О, какой тут страшный шум поднялся! Слышен был поверх него хрюкающий голос борова, убеждавшего всех в своей беспорочной двадцатипятилетней архиерейской службе, за время коей его, агнца, никто никогда не посмел так унизить. Чтобы меня – нечестивым?! У меня за заслуги перед Отечеством наград от государя-императора… Но тут кто-то весьма сильно его одернул, напоминая о совершенной неуместности говорить здесь, в присутствии чекистов по службе и чекистов по сердцу, о наградах навсегда упраздненного историей царского дома. Боров залился тяжелым кирпичным румянцем и опасливо оглянулся вокруг. Но, может быть, его преподобие, о. Петр, несколько погорячился, жеманно пришептывал митрополит-лис, откладывая на четках сей день, как уже, слава Богу, минувший и с велию радостию ощущая медленное, но неуклонное приближение к своей главе заветного куколя. Дунькино слово – золото. И заплачено ей, как архиерею. Или помутнение разума случилось у его преподобия от перенесенных страданий. Все мы страдали. Господи, помилуй. И он благочестиво перекрестился. «Анафема! – щелкнул зубами митрополит-волк. – Гришка Отрепьев – анафема, Лев Толстой – анафема и Боголюбов Петька – анафема!» – «Анафема, анафема буди!» – подхватили, стуча кулаками, честные отцы, диаконы, иереи, протоиереи, архимандриты и полезли на амвон: срывать с о. Петра камилавку, наперсный крест и вместо хороших мягких сапогов обувать его в старые железные башмаки без шнурков. «Беги, милый! – успел крикнуть о. Петр молодому человеку с чистым, вопрошающим взором. – Блажен ты, алчущий правды, ибо насытишься!»

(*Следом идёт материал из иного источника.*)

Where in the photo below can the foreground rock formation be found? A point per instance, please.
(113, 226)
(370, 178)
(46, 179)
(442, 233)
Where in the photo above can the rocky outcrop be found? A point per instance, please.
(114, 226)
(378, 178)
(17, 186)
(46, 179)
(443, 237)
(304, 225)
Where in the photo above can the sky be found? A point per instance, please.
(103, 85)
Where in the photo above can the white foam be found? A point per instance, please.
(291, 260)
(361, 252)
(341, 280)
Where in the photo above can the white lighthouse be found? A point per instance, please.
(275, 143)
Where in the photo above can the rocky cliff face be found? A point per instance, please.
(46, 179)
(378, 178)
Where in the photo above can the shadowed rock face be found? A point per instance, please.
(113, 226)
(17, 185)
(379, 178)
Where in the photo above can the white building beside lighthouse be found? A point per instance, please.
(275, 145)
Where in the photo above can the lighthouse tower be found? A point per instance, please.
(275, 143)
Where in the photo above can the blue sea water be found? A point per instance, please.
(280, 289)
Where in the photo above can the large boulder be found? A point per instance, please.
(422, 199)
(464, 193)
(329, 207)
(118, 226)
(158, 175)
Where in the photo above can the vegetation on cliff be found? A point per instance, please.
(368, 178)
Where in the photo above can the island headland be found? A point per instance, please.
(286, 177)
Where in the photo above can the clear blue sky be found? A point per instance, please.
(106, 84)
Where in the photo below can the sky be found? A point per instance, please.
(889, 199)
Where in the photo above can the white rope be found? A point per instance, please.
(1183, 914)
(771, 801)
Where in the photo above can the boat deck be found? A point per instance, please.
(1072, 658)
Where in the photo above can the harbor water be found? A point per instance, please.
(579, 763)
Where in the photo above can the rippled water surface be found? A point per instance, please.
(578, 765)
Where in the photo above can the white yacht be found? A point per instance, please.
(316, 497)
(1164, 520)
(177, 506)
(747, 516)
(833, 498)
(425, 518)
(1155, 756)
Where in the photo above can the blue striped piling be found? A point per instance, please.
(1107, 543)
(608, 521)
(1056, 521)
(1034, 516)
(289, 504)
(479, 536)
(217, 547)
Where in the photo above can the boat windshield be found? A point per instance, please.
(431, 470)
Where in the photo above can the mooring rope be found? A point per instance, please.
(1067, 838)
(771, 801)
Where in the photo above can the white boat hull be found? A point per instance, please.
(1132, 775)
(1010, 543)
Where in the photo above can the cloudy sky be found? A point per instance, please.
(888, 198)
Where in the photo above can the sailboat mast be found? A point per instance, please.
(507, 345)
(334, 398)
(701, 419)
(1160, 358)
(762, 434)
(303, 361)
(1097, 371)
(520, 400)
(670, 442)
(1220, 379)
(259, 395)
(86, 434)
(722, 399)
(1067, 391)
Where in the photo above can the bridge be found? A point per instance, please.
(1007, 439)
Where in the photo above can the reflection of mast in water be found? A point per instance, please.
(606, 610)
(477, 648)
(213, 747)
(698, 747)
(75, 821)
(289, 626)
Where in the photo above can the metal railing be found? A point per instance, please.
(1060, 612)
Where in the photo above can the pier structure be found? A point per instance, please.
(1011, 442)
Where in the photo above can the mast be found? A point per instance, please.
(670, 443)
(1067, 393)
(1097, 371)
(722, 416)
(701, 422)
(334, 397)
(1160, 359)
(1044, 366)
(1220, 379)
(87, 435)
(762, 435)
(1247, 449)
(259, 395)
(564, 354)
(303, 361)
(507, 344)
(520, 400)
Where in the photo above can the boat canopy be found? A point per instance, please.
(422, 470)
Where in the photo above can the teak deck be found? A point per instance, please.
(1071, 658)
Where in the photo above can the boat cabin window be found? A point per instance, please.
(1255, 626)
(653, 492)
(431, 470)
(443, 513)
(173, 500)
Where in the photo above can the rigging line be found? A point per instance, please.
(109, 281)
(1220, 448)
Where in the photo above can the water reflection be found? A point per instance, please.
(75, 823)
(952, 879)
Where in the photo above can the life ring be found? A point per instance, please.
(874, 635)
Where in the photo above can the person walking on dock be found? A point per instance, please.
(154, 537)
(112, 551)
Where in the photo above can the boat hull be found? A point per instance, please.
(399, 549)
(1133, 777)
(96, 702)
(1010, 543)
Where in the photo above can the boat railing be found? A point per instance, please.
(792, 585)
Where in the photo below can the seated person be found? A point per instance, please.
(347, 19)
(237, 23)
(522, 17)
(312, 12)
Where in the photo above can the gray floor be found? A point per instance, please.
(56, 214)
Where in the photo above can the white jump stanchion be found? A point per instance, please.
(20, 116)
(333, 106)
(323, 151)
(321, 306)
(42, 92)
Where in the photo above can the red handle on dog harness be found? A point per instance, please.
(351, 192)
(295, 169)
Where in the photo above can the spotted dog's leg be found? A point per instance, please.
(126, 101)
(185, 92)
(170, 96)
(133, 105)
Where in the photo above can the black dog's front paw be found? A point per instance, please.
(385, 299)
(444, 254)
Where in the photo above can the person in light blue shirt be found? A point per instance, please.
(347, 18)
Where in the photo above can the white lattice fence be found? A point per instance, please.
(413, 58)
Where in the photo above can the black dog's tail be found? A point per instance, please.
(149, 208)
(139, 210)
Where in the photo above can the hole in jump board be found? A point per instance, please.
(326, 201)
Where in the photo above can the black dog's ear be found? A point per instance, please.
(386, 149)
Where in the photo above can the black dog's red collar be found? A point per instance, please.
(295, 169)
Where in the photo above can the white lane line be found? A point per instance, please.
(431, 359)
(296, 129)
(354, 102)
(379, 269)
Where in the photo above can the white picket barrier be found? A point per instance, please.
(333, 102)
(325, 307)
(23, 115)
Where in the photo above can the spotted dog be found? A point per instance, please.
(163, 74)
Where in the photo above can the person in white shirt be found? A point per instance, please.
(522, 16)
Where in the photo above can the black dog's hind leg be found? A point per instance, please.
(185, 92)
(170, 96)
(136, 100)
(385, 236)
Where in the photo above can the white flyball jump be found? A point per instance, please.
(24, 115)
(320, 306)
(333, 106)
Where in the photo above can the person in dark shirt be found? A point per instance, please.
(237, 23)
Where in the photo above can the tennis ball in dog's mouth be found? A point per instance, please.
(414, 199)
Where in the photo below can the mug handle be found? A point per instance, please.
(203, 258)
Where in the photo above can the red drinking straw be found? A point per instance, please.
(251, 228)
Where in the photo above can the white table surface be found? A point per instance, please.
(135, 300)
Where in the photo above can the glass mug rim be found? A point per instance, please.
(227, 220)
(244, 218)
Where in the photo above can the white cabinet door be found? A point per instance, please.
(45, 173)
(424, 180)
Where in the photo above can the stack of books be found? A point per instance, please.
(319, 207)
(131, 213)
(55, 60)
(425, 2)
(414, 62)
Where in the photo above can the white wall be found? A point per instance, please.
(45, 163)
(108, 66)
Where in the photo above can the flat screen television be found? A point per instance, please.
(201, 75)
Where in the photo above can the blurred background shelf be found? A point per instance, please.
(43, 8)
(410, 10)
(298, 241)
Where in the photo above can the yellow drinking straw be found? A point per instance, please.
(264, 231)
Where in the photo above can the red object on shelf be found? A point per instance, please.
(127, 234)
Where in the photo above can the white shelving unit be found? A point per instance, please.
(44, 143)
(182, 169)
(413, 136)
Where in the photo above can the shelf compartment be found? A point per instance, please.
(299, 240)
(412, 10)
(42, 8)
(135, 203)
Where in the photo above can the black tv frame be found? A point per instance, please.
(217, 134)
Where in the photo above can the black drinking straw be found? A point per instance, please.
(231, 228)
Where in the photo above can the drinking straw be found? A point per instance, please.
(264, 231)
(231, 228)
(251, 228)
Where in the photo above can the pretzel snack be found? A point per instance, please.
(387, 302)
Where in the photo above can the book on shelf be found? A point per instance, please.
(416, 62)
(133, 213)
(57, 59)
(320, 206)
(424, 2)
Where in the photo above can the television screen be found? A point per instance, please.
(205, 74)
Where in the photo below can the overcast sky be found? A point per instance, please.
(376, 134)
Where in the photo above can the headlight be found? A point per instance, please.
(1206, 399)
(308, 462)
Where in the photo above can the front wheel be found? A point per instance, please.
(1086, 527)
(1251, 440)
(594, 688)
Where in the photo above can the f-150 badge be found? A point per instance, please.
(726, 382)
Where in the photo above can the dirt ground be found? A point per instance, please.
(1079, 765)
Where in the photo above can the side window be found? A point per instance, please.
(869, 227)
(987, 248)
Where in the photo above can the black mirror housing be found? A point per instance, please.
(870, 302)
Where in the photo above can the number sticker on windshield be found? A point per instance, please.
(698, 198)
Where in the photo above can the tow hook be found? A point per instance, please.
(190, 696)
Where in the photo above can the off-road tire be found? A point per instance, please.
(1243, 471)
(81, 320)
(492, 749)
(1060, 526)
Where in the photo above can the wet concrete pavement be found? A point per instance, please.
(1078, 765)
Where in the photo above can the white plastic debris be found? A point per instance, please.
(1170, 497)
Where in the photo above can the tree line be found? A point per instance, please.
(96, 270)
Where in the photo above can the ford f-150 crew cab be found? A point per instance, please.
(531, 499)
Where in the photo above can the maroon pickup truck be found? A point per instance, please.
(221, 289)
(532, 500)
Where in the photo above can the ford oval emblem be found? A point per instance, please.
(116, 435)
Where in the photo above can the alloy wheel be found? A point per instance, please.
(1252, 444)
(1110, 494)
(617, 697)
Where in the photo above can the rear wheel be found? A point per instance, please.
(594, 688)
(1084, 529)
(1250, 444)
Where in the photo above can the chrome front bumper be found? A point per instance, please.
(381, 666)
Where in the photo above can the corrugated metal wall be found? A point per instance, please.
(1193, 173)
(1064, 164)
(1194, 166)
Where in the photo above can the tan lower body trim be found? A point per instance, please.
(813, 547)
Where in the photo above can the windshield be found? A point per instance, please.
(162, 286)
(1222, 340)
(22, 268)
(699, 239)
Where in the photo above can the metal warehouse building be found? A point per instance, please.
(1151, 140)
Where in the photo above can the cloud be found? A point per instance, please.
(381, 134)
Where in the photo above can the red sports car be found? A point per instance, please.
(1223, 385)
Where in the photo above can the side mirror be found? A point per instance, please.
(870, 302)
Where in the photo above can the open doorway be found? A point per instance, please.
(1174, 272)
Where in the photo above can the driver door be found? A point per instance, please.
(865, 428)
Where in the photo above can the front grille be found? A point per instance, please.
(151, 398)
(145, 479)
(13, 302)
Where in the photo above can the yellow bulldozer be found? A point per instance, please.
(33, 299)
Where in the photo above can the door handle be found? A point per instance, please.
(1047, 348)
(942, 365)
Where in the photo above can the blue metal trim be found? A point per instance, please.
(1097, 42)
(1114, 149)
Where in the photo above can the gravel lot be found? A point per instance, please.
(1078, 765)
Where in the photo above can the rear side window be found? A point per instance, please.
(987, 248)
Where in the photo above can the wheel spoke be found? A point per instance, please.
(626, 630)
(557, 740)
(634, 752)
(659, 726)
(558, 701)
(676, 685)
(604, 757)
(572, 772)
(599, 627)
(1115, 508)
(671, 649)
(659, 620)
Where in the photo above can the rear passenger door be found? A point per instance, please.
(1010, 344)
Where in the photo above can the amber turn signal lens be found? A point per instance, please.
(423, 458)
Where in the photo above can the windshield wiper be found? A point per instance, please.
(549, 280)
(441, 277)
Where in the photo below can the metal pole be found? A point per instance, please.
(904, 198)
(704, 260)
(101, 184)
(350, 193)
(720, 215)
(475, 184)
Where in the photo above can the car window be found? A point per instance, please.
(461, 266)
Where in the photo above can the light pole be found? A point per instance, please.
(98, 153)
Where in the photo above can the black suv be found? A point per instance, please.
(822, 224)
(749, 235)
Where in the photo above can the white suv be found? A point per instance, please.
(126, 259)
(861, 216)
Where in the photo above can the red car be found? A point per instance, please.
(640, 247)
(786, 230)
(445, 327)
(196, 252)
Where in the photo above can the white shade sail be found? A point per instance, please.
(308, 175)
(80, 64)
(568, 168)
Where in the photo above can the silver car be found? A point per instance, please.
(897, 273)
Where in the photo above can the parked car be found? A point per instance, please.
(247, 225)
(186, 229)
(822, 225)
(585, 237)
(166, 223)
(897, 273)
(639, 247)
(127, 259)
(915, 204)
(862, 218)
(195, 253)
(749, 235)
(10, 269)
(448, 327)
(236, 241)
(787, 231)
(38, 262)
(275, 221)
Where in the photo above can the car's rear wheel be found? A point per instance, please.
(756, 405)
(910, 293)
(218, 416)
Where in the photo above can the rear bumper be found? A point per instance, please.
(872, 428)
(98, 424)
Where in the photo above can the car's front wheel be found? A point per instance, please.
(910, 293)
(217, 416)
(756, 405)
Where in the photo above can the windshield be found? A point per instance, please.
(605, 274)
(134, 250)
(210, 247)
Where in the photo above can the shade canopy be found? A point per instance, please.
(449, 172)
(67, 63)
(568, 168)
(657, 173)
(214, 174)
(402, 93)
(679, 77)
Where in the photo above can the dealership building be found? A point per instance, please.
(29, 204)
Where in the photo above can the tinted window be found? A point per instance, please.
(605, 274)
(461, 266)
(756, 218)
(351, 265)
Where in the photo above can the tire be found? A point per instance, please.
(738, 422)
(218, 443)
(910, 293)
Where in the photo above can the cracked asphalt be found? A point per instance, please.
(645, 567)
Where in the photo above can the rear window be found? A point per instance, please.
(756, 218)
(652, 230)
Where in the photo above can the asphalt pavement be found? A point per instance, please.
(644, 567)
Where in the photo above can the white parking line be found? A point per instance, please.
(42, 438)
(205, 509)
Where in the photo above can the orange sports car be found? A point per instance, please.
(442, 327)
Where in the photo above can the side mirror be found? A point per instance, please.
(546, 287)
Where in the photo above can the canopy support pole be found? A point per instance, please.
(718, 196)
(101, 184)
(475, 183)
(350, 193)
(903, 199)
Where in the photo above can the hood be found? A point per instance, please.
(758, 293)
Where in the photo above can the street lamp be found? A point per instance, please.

– На-ка, покури, – тощенький лейтенант вставил ему в рот зажженную папиросу. – В сон тянуть не будет.

Горячий горький дым обжег о. Петру горло, он закашлялся и выплюнул папиросу.

– Я… не… спал… – сквозь кашель прохрипел он. – И ты не смеешь…

– Не спал, но засыпал. А чего я смею, того тебе, поп, и в дурном сне не снилось. Я те счас покажу. – Он поднял с пола папиросу и тлеющим концом прижал ее к щеке о. Петра. – Тебя так в аду прижигать будут!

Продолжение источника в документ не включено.